# Rubber Lip Pleco with Africans



## Dawg2012 (May 10, 2012)

I have Rubber Lip Pleco's in a couple of my African tanks. At work in a 20L with Occies and a Calvus, at home in a 33L with juvie Labs and Rusties.

I've never heard discussion on their compatibility with Africans, so thought I'd ask. I do like their looks plus they really seem to keep things clean with that uber large mouth they have.


----------



## ILCichlid (Feb 27, 2012)

The labs will harass them to death when the labs start to grow bigger.


----------



## Floridagirl (Jan 10, 2008)

I've had good luck with Bristlenose Plecos, and most fishkeepers don't even use a pleco with mbuna, as they like to graze on algae.


----------



## DJRansome (Oct 29, 2005)

Even BN don't all make it through the introduction to the tank (my success rate is about 60%) but once they have survived the intro they are good for a lifetime.

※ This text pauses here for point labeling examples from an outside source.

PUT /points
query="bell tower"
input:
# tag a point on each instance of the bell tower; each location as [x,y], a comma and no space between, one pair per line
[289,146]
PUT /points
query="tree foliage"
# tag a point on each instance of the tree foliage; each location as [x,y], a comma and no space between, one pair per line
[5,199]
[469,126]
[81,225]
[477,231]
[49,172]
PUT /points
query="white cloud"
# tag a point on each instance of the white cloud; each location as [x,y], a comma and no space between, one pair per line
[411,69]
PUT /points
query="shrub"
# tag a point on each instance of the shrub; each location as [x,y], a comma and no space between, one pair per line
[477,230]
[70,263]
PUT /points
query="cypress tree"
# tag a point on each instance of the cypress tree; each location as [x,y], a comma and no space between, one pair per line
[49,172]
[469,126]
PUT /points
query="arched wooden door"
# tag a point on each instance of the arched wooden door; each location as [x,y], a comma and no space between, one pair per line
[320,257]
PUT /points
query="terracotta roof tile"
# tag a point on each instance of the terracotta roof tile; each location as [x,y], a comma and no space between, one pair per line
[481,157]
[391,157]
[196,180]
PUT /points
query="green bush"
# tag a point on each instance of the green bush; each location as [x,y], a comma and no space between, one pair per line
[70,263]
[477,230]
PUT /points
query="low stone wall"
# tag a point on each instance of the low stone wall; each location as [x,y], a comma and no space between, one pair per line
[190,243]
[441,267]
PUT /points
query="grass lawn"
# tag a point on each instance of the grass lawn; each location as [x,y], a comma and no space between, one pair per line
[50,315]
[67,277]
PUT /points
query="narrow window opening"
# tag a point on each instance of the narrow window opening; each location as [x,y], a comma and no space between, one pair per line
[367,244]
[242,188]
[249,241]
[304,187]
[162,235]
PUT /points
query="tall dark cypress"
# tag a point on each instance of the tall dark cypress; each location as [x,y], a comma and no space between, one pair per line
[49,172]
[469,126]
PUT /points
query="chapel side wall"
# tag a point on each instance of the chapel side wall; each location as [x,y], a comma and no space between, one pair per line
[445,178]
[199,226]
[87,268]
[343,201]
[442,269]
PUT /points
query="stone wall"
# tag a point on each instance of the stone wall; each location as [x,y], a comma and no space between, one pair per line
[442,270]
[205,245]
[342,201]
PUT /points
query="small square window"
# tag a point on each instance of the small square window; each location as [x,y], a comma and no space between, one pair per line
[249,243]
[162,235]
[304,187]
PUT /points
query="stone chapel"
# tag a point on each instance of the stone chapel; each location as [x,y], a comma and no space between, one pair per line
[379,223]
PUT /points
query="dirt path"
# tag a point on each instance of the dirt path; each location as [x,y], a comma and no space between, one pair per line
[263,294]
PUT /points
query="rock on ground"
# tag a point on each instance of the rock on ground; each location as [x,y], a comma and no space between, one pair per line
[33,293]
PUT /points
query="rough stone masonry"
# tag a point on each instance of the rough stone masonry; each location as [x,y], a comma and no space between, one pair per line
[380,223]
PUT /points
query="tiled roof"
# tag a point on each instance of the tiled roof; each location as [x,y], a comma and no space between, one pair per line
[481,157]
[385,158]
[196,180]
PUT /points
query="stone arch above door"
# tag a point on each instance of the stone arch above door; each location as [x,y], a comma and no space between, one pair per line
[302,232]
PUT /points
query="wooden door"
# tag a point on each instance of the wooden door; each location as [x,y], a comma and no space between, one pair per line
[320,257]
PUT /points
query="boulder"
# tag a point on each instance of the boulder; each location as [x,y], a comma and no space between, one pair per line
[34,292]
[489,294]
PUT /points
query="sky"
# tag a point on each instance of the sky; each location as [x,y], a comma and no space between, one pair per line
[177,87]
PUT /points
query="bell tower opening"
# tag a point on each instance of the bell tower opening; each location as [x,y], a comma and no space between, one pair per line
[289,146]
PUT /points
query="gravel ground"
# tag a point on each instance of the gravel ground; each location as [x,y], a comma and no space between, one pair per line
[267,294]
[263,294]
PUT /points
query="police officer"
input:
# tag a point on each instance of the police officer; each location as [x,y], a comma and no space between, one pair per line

I'd avoid anything more exotic.


----------



## Storiwyr (Apr 24, 2012)

I would guess if they're already sharing a tank with Cichlids, though, they may be okay. Just pull them if they start getting beat up later.


----------



## zach103 (Aug 13, 2012)

I have a Bristlenose along with 3 cichlids a dempsey and a lobster.. if mine can survive yours definitely should


----------